Developing a home safety plan with your family — outlining what to do in the event of various types of emergencies — can mean the difference between surviving a home invasion or burglary and becoming another unfortunate statistic. Here are some tips to help you develop a home security plan that can keep you and your family safe.
Develop a Plan of Action
If someone is home when an intruder strikes, he or she likely won’t have time to think of a plan on the spot. That’s why it’s important to have a preemptive plan of action. Create an escape route and know where the closest exits are at all times. If you can’t escape the house, designate a “safe room” that has a strong, secure door. Determine how you’ll notify police in the event of an intruder.

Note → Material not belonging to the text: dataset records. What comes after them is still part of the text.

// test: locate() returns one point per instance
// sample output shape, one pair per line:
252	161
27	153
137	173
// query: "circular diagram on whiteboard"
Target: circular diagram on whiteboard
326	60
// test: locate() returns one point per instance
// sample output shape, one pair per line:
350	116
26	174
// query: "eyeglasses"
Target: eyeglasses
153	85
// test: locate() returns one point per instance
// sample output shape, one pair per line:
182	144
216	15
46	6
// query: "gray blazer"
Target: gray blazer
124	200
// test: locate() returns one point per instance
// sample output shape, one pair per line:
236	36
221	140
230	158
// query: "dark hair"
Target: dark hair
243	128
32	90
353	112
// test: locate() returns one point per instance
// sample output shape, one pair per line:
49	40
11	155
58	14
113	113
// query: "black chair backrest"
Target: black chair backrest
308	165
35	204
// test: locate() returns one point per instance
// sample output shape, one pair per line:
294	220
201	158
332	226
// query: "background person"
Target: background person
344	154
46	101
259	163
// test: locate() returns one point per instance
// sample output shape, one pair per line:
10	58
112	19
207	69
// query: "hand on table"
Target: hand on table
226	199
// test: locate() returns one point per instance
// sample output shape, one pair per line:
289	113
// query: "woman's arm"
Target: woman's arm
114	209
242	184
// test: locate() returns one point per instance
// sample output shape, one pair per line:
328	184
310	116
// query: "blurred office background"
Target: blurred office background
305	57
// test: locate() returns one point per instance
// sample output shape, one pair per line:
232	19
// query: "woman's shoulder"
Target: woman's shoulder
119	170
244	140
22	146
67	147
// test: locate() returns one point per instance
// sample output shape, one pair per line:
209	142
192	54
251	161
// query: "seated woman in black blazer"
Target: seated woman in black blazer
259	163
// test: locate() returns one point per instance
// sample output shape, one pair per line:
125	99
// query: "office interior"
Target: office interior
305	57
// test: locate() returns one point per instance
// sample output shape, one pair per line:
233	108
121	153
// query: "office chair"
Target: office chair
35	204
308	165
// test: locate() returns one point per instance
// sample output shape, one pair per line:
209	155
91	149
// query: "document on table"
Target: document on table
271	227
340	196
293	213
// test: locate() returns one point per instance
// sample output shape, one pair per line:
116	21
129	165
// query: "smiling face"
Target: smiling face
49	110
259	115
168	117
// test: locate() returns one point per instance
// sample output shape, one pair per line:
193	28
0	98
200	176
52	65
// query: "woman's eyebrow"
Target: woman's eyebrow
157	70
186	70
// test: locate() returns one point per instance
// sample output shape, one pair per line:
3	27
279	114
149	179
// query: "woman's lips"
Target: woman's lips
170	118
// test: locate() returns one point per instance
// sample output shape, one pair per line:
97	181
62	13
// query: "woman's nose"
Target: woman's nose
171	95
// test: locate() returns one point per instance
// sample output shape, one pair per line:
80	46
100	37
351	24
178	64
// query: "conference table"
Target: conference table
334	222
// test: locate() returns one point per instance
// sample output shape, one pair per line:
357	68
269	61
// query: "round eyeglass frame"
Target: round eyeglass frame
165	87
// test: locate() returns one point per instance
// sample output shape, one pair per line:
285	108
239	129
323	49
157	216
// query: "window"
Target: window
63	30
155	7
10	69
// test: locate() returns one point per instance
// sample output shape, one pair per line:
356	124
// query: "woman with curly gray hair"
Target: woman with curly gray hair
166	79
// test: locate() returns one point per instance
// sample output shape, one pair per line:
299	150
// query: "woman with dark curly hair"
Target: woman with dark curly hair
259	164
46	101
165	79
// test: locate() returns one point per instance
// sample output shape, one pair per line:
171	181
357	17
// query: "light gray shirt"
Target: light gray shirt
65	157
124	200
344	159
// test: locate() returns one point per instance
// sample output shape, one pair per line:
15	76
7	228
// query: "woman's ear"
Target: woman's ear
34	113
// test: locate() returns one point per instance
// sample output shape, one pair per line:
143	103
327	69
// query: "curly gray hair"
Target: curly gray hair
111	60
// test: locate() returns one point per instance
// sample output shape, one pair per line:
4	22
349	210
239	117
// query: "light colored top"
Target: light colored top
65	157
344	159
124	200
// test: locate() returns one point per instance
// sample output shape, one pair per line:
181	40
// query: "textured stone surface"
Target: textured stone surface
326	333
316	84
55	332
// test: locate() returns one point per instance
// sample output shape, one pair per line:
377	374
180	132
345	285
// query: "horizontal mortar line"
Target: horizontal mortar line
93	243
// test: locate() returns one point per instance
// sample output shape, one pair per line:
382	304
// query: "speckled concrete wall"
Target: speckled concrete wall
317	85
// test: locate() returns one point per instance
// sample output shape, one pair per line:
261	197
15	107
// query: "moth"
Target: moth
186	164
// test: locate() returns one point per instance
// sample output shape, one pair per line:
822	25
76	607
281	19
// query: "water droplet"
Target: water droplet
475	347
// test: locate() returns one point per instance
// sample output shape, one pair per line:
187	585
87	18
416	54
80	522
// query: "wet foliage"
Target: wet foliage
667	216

Make Your Home Less of a Target
Criminals often look for the easiest target — and there are a number of ways you can make your home less of one: Use motion-sensing lights on the exterior of your home. Put interior lights on a timer if you won’t be home. Never leave your doors or windows unlocked and avoid hiding a spare key in an obvious place such as under your doormat. Use shades and blinds on windows to prevent people from seeing inside and finding out whether or not anyone’s home.
Use a Security System
Whether you use a monitored system or a series of wireless door and window alarms, having any kind of home security system in place can help deter thieves and keep your property safe. A loud alarm can discourage most criminals from going any further, and many alarm products on the market today are affordable and easy to install yourself.
Preventing a home invasion or burglary can be as simple as using discresion around the amount of personal information you share with others. If you’re on social media, don’t share your vacation plans or daily schedule. Because, this can give criminals an opportunity to learn when your home will be empty. Don’t discuss your home security measures with anyone outside of your family or anyone else who lives with you. Don’t give details about your home or family to people claiming to be phone solicitors. If a stranger comes to your home looking for help, call the police and let him or her wait outside for assistance.